In addition, it should be noted that, when the jaw model is of a polygonal structure and the obstacle model is of a circular structure, the contact analysis can be performed in the second or third analysis mode similarly to the case where the jaw model is of a circular structure and the obstacle model is of a polygonal structure.
In addition, when processing the polygonal jaw, the position of the center point of the jaw and the rotated angle of the jaw relative to the standard position need to be obtained from the positive kinematics, and then the coordinates of all the vertices of the polygonal jaw and the expression of the line segment sides can be obtained. For example, whenWhen the coordinate of a certain vertex is +.>Then after positive kinematic calculation, the coordinates of this vertex are
Fourth, when the jaw model and the obstacle model are both polygonal structures, the step of judging that the obstacle model and the jaw model are in contact includes:
projecting the obstacle model and the claw model onto straight lines where the side lines of the obstacle model and the claw model are located respectively so as to project two line segments on each straight line;
judging whether two line segments on each straight line overlap or not;
if yes, judging that the obstacle model and the claw model are in contact.
It will be appreciated that for this case only projection-based methods (third way described above) can be used. Assuming that the grip is m-sided and the obstacle is n-sided, then m+n projections are required to be performed, corresponding to the straight lines where the m sides of the grip and the n sides of the obstacle are located, respectively. Each time a projection is performed, two line segments can be obtained by two polygons on the projection straight line, if the two line segments are not overlapped, the two line segments can be directly returned to be collision-free, otherwise, the next projection is performed. If for all projections the two line segments overlap, then the hand grip and the obstacle are bumped.
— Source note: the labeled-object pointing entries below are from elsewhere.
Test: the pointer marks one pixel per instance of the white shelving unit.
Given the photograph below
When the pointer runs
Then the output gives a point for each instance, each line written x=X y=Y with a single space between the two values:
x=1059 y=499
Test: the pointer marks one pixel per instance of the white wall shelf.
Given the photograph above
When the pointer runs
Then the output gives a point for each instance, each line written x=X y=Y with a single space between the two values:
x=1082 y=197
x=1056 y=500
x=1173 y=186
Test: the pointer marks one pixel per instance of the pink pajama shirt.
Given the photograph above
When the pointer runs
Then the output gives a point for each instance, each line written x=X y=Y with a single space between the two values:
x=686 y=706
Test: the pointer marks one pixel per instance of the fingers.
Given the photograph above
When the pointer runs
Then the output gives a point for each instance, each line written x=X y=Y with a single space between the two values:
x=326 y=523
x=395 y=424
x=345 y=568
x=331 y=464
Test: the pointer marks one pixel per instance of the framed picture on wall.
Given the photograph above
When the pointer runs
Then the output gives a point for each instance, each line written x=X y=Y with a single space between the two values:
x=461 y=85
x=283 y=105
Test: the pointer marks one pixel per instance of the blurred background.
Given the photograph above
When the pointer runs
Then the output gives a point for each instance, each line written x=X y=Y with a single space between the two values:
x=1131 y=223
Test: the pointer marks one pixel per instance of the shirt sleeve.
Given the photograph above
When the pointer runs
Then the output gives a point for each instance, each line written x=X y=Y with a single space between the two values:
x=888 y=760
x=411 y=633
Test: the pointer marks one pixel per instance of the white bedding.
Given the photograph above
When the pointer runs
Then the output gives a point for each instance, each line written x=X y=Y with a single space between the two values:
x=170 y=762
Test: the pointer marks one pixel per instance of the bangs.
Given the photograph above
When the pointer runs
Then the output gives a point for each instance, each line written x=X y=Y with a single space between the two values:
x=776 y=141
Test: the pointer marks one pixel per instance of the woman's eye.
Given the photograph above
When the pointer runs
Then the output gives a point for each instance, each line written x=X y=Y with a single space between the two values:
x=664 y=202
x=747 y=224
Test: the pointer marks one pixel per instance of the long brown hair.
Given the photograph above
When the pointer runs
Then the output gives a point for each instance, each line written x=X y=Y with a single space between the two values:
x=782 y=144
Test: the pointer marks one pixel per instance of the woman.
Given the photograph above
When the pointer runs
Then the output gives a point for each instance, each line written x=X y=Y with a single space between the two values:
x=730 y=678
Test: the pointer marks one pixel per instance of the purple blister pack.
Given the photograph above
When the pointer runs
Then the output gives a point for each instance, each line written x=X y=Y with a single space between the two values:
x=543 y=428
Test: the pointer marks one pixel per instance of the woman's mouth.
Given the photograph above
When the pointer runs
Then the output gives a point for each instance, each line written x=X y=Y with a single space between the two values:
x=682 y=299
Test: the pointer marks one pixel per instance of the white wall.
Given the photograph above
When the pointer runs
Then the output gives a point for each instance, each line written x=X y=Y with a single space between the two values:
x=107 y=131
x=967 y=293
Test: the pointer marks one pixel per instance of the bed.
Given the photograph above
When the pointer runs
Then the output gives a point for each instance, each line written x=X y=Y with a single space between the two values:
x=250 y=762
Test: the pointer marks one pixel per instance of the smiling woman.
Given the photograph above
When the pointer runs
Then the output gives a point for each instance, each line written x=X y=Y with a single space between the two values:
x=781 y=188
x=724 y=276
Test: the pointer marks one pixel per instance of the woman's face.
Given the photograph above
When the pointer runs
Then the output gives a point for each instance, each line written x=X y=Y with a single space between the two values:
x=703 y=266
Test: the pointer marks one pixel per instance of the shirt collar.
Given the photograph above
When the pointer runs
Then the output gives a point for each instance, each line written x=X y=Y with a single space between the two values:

In addition, it should be noted that if the polygon has some symmetry, the number of projections can be reduced. For example, if the polygon is a rectangle, only one projection to each of the two adjacent sides is required, and one projection to all four sides is not necessary, since the two opposite sides of the rectangle are parallel.
Furthermore, if the jaws or obstacles are not circles or polygons, but other shapes, such as sectors, it is possible to expand a polygon or circle so that it can envelop the jaws or obstacles. Since it is important in collision detection that the algorithm can output the situation of a collision as a collision, the claw or the obstacle can be appropriately expanded into a shape that is easy to handle by the algorithm. Of course, if the expanded space is too large, the collision detection result obtained is too conservative.
In another aspect, referring to fig. 6, a collision detection system according to a third embodiment of the present invention includes:
the model building module 11 is configured to build an obstacle model and a jaw model in a preset reference plane, where the obstacle model is a top view pattern of the obstacle, and the jaw model is a top view pattern of the jaw;
The track calculation module 12 is used for calculating the running track of the claw in the preset reference plane according to the parameters of each joint of the mechanical arm;
and a collision determination module 13, configured to determine that the claw and the obstacle collide when the claw model contacts the obstacle model at any position point of the moving track.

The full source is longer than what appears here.